The time bucket size was set to 20 minutes. The number of maximally aberrant signals discovered was 300. For each corpus, the resulting automatically detected signals included the human-identified social signals “help” and “please.” The Mumbai corpus also included the “blood” social signal. The clustered signals of highest significance are given in the following table, in which green signals are ones that are clearly related to an important event:


Dataset Start Date End Date # Tweets # Terms
Tuscaloosa April 28, 2011 15:46:35 CDT May 8, 2011 21:43:48 CDT 97409 58232

Top Detected Signals (sorted by decreasing significance)

tuscaloosanews greek relief need disaster followers text tell redcross like needs just back alabama tornado laden osama news dead obama know tuscaloosa really come thanks will help youtube helpttown right right love lakers think supplies mothers mother happy first volunteers give spann time donation make donate please courtside tickets
Christchurch February 17, 2011 23:10:03 NZDT February 24, 2011 11:51:11 NZDT 12973 15223

Top Detected Signals (sorted by decreasing significance)

need safe #eqnz earthquake still people know help please chch family anyone christchurch will quake #chch jobs #job canstaff victims darkest donate zealand towards donation make redcross just today power thanks everyone news home thank water christchurchcc open yeah tumblr photo another bexielady haha dairy nzne wellington nzpa #christchurch want
Mumbai July 1, 2011 21:39:06 IST July 15, 2011 03:29:30 IST 164820 123516

Top Detected Signals (sorted by decreasing significance)

need govt terror good every people varsha love twitter thanks hear time help please police anybody says serious right work control mumbai karia going think blood like #mumbai injured dadar want just safe #mumbaiblasts stay news rahul come indian #here back know take anyone spirit also #bse #stocks #tips turn following sexy #instantfollow bitch #images #india #free

The Aftermath

Excited that we had developed an automated, completely unsupervised, language-agnostic technique for detecting social signals—which also happened to detect the same signals discovered by human analysis—we quickly wrote up a paper and submitted it to a conference.
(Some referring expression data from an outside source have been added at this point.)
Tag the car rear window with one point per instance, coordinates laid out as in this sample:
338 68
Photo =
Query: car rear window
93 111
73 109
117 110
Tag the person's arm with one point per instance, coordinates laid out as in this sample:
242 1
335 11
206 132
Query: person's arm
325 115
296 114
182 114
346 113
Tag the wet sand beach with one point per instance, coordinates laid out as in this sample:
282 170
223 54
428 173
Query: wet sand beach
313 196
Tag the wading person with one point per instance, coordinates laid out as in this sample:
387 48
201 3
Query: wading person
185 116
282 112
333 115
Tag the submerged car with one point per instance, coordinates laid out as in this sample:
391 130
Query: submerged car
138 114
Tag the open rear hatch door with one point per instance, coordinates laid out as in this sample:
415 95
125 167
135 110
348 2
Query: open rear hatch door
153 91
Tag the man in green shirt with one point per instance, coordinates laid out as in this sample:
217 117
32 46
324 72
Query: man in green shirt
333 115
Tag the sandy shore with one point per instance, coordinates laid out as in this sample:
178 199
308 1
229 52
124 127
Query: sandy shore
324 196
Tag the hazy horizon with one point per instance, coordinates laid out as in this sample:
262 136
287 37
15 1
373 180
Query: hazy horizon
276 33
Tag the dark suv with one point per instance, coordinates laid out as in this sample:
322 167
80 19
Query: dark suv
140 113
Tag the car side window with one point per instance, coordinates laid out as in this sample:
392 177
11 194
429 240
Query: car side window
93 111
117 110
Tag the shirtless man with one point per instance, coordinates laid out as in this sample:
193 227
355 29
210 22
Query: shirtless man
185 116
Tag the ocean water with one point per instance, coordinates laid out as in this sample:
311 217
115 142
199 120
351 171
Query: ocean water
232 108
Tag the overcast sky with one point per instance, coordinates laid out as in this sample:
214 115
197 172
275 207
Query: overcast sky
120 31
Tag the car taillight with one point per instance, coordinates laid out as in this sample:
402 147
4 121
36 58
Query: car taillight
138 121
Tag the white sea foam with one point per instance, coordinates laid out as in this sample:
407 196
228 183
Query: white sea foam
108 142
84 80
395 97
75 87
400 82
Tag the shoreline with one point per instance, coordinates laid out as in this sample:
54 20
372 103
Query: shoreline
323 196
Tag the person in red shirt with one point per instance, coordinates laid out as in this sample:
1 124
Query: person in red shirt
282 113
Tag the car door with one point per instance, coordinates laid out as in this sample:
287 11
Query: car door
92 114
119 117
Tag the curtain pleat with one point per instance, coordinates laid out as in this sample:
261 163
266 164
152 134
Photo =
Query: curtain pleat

A few months later the reviews came back:

Reviewer 1

I read this in detail and it is amazing!
Accept Nominate for Best Paper

Reviewer 2

My graduate advisor pawned this review off on me, and I’d rather not be doing it, but this paper looks interesting and I find no technical faults in it.
Accept

Reviewer 3

I don’t see any real technical faults, but why didn’t you cite [a tangentially relevant paper that was likely written by Reviewer 3]?
Reject

As you might have guessed, the paper was ultimately rejected.
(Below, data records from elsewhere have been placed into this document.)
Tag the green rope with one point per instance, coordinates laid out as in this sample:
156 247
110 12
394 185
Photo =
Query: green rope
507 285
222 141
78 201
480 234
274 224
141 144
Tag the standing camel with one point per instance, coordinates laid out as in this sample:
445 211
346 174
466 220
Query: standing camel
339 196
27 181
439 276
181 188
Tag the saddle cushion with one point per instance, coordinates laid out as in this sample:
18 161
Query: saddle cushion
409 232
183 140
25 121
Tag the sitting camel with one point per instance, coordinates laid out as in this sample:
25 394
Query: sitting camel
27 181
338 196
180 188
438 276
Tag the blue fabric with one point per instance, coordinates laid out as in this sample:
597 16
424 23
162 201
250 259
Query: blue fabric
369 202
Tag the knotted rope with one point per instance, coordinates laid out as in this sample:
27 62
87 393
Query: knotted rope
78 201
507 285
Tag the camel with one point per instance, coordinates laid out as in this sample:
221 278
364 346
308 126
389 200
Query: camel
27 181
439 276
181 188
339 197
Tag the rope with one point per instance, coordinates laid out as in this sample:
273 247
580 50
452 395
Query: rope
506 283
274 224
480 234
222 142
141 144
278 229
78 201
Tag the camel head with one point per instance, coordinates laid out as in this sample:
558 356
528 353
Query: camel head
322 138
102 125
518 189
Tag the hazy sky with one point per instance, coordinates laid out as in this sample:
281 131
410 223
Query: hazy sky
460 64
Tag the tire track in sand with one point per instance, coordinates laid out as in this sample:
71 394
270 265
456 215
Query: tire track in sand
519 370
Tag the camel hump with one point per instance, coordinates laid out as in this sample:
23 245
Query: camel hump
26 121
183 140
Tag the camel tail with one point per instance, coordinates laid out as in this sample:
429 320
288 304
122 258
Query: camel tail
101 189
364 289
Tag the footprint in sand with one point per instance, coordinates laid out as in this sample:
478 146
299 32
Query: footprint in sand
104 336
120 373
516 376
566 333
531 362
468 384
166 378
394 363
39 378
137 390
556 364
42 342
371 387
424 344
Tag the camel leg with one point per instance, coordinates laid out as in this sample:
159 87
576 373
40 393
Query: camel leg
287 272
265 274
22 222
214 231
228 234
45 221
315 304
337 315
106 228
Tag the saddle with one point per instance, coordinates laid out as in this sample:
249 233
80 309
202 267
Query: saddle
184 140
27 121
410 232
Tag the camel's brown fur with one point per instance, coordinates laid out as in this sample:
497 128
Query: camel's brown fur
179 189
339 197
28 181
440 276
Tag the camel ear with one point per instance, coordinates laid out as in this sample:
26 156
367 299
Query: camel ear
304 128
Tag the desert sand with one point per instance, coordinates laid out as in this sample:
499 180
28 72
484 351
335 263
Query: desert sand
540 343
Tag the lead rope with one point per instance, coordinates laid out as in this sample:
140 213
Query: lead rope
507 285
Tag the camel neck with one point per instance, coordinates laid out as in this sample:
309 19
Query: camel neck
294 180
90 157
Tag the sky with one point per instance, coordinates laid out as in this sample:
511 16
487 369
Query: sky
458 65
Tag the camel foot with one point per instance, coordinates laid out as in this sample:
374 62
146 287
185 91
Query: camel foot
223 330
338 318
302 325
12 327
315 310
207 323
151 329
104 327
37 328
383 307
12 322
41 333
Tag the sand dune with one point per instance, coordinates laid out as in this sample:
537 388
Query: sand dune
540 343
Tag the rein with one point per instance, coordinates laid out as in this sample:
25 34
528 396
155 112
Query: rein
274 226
Shortly after, I left JHU and didn’t continue this line of research, so it’s just been bit-rotting for the past few years.
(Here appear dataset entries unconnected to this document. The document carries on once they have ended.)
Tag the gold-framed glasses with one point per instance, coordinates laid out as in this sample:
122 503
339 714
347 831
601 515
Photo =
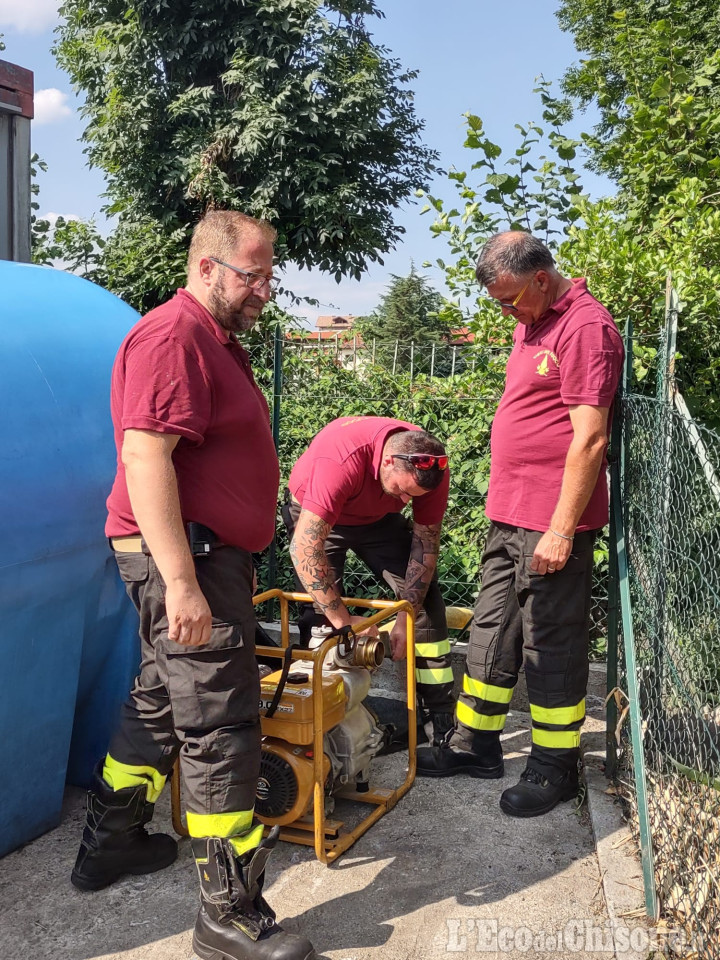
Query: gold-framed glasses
507 305
255 280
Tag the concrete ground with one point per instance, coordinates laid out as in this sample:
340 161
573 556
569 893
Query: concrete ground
443 873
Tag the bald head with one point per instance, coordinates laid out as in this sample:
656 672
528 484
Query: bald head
513 253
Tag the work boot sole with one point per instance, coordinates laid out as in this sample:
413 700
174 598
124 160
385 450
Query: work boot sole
512 811
480 773
212 953
89 884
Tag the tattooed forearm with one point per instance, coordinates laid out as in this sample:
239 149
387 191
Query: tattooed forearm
422 563
307 550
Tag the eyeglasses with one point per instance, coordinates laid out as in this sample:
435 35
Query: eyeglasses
504 305
254 280
423 461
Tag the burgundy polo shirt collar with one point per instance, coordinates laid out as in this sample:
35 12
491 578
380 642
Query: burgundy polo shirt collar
379 446
204 314
559 307
563 303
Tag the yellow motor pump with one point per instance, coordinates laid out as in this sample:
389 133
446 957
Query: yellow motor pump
353 735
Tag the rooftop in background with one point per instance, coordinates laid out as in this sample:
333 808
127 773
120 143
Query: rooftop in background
335 322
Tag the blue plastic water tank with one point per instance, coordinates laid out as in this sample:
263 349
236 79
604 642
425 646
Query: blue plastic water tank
67 632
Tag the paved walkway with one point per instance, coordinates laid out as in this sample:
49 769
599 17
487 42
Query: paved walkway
444 873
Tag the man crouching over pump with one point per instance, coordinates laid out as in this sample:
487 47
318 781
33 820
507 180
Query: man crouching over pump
348 490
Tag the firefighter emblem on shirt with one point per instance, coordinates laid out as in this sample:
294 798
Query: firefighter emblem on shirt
543 367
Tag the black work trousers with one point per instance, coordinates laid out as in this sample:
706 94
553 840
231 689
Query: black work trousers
199 702
384 546
541 621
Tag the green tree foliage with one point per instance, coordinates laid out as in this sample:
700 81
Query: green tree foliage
284 109
658 91
534 187
407 313
652 69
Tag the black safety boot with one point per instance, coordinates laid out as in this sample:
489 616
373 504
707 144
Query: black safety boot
114 841
534 794
447 760
235 921
439 725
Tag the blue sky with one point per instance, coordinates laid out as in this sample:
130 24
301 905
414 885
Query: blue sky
473 56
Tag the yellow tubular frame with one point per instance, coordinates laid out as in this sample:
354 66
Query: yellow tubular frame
328 849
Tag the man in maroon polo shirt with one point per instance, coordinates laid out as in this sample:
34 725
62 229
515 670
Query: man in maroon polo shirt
195 495
348 490
547 497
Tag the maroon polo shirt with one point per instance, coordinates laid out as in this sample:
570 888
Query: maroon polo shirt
178 372
571 355
337 478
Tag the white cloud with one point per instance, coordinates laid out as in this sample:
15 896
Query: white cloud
51 106
29 16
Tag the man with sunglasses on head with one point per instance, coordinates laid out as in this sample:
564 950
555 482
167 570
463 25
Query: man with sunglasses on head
195 495
348 490
548 495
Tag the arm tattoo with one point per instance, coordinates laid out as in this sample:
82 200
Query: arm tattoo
307 550
422 563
In summary, our paper introduced the discovery of social signals: elements of text in social media that convey information about peoples’ response to significant events, independent of specific terms describing or naming the event. The second contribution of the paper was a model of the mechanisms by which such signals can be identified, based on the patterns of human-identified signals. Finally, a novel unsupervised method for the detection of social signals in streams of tweets was presented and demonstrated. For a set of corpora containing both natural and human-caused disasters, in each instance our model and algorithms were able to identify a class of signals containing the manually classified social signals.

Future work includes optimizing the algorithms for efficiency in processing streaming Twitter traffic. Incorporating estimates of provenance and trustworthiness from the Twitter social network, as well as accounting for the propagation of signals through re-tweets, might improve the relevance of the detected signals. Finally, we hoped to perform a sensitivity analysis of the algorithms by detecting signals across domains, e.g., using a baseline from one disaster-related event to detect signals during a similar event at a different time.